James Myers- Wilderness Ranger Intern Appalachian State University Training/Boulder Creek Trail 211 15 May - 4 June/June 12-20 Nez-Perce Clearwater National Forest
TRAINING May 15-June 4 I arrived at orientation with several emotions running through my body. I was super excited to begin my summer and start a new adventure, I was also worried because I had no Wilderness experience and wasn’t sure how behind the curve I would be. We jumped right into training on day one and my worries quickly vanished. Getting hands-on experience with the crosscut and practicing the various types of trail work, such as re-tread, left me feeling more confident and prepared for my first hitch. The Wilderness First Responder course gave me additional confidence knowing my teammates and myself would be able to properly respond in the event of an emergency.
BACK COUNTRY TRAIL WORK June 12-20 Our first day started off with an eight-mile hike clearing Boulder Creek Trail 211 to Horse Camp. I was still a bit nervous going into this hitch because it would be my first official time doing trail work, but as we settled into the journey and began getting our hands dirty my feelings calmed. The following three days were long working days, we set up a gravity water system for the stock animals. The stock carried our group dinners for the hitch. I will be forever grateful for Erika, the Forest Service Ranger, that provided us with pack support and helped us clear Trail 211. We were able to clear up to Fish Lake Saddle. At that point the snowpack became too deep for us to continue trail work.
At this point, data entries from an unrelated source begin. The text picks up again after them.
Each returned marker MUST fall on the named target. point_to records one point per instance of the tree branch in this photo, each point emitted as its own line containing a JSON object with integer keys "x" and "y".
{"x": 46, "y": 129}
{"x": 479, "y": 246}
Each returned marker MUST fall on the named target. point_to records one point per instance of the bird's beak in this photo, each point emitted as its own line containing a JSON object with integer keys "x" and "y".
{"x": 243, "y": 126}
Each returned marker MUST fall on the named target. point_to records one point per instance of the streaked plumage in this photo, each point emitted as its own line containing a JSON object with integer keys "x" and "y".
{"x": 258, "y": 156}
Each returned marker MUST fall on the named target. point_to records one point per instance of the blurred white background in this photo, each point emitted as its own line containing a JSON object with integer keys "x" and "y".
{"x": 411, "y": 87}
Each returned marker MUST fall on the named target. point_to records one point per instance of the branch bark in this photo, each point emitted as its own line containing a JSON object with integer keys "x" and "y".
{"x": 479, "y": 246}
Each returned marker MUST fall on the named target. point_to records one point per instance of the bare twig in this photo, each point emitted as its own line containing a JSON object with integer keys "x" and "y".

Day four we woke up to pouring rain with no sign of clearing. Being a US war Veteran, I’d packed my motivational t-shirt (just for such an occasion) with “Embrace the Suck” written across the front. Wearing the shirt is a morale boost for me, I put it on that morning – I needed it. I also hoped that the shirt would be motivation for the group.
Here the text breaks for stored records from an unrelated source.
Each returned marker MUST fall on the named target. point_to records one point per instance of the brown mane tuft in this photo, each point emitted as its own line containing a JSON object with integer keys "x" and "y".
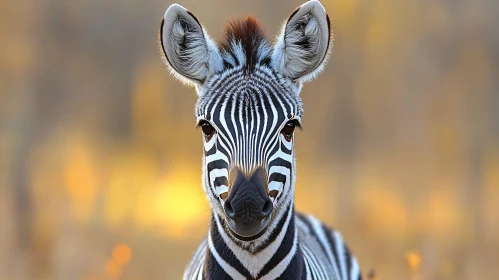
{"x": 250, "y": 35}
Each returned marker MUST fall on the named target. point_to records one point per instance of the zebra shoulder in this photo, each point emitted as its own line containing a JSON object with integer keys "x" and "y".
{"x": 332, "y": 244}
{"x": 194, "y": 269}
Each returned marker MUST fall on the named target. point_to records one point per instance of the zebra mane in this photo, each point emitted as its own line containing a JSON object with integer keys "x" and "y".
{"x": 245, "y": 44}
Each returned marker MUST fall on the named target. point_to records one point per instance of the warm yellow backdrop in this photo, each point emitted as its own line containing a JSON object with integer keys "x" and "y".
{"x": 100, "y": 162}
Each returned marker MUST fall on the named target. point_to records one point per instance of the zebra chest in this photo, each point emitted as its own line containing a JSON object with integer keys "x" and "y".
{"x": 316, "y": 262}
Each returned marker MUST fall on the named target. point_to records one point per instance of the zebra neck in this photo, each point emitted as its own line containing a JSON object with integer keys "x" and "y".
{"x": 277, "y": 254}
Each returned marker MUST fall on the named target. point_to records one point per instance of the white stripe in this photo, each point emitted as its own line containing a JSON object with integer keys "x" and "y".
{"x": 225, "y": 266}
{"x": 281, "y": 267}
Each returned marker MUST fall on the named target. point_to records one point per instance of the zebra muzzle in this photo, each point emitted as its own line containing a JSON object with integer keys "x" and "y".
{"x": 248, "y": 208}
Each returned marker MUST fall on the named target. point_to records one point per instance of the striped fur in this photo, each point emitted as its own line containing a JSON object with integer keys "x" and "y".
{"x": 248, "y": 93}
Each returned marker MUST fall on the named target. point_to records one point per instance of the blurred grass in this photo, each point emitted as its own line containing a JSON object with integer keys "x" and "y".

We set out to clear Long Lake trail in the pouring rain – yep, “suck”. We tackled a huge mess of downed large and medium-sized trees for our first task of the day, by that point we were all nice and wet with thoroughly soaked boots. Despite the curveball Mother Nature threw at us, and all the downed trees that needed to be removed, we prevailed and remained in high spirits and cleared most of the trail that day and finished Long Lake Trail the next day. The team pretty much stayed wet for the remainder of the hitch, but as conditions worsened our teamwork grew. We fed off each other’s energy and accomplished the objectives of the hitch. The smiling faces and thank-you’s from hikers using the trails made every second of the “suck” worth it. I’m excited to continue working with my teammates and can’t think of a better crew to “Embrace the Suck” and enjoy this magnificent landscape with.